A steel channel section has a depth of 200 mm, flange width of 75 mm, and thickness of 10 mm. If the section is subjected to a shear force of 30 kN, determine the location of the shear centre
The shear centre of a steel channel section can be determined by calculating the shear flow in the two flanges and web of the section. The shear flow in each component is equal to the applied shear force divided by the total area of that component.
Given:
Depth (d) = 200 mm
Flange width (b) = 75 mm
Thickness (t) = 10 mm
Shear force (V) = 30 kN = 30,000 N
Area of web = t * d = 10 mm * 200 mm = 2000 mm^2 = 0.002 m^2
Area of each flange = b * t = 75 mm * 10 mm = 750 mm^2 = 0.00075 m^2
Therefore, the area of the two flanges is 2 * 0.00075 m^2 = 0.0015 m^2.
The shear flow in the web is:
q_web = V / A_web = 30,000 N / 0.002 m^2 = 15,000 N/m^2
The shear flow in each flange is:
q_flange = V / (2 * A_flange) = 30,000 N / (2 * 0.0015 m^2) = 10,000 N/m^2
The shear centre is located at a distance 'd' from the centroid of the section, where d can be calculated using the formula:
d = (q_web * y_web + q_flange * y_flange) / (q_web + q_flange)
where y_web is the distance from the neutral axis to the centroid of the web, and y_flange is the distance from the neutral axis to the centroid of the flanges.

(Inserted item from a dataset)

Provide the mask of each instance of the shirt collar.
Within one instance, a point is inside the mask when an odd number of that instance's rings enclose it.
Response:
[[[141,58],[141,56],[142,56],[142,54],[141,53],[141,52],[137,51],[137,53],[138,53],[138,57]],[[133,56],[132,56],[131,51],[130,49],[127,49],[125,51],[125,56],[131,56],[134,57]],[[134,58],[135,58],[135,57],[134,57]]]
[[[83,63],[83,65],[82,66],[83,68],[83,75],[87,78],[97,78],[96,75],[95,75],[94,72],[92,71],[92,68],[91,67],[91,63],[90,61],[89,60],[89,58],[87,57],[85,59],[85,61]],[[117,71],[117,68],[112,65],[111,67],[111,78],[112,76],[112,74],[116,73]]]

For a symmetrical section like the steel channel, the shear centre is located at the centroid of the section. Therefore, y_web = d/2 = 100 mm and y_flange = (d + t/2) = (200 + 10/2) = 105 mm.
Substitute these values into the formula to find the location of the shear centre:
d = (15,000 N/m^2 * 100 mm + 10,000 N/m^2 * 105 mm) / (15,000 N/m^2 + 10,000 N/m^2)
d = (1,500,000 N/m + 1,050,000 N/m) / 25,000 N/m^2
d = 60 mm
Therefore, the shear centre of the steel channel section is located 60 mm away from the centroid of the section.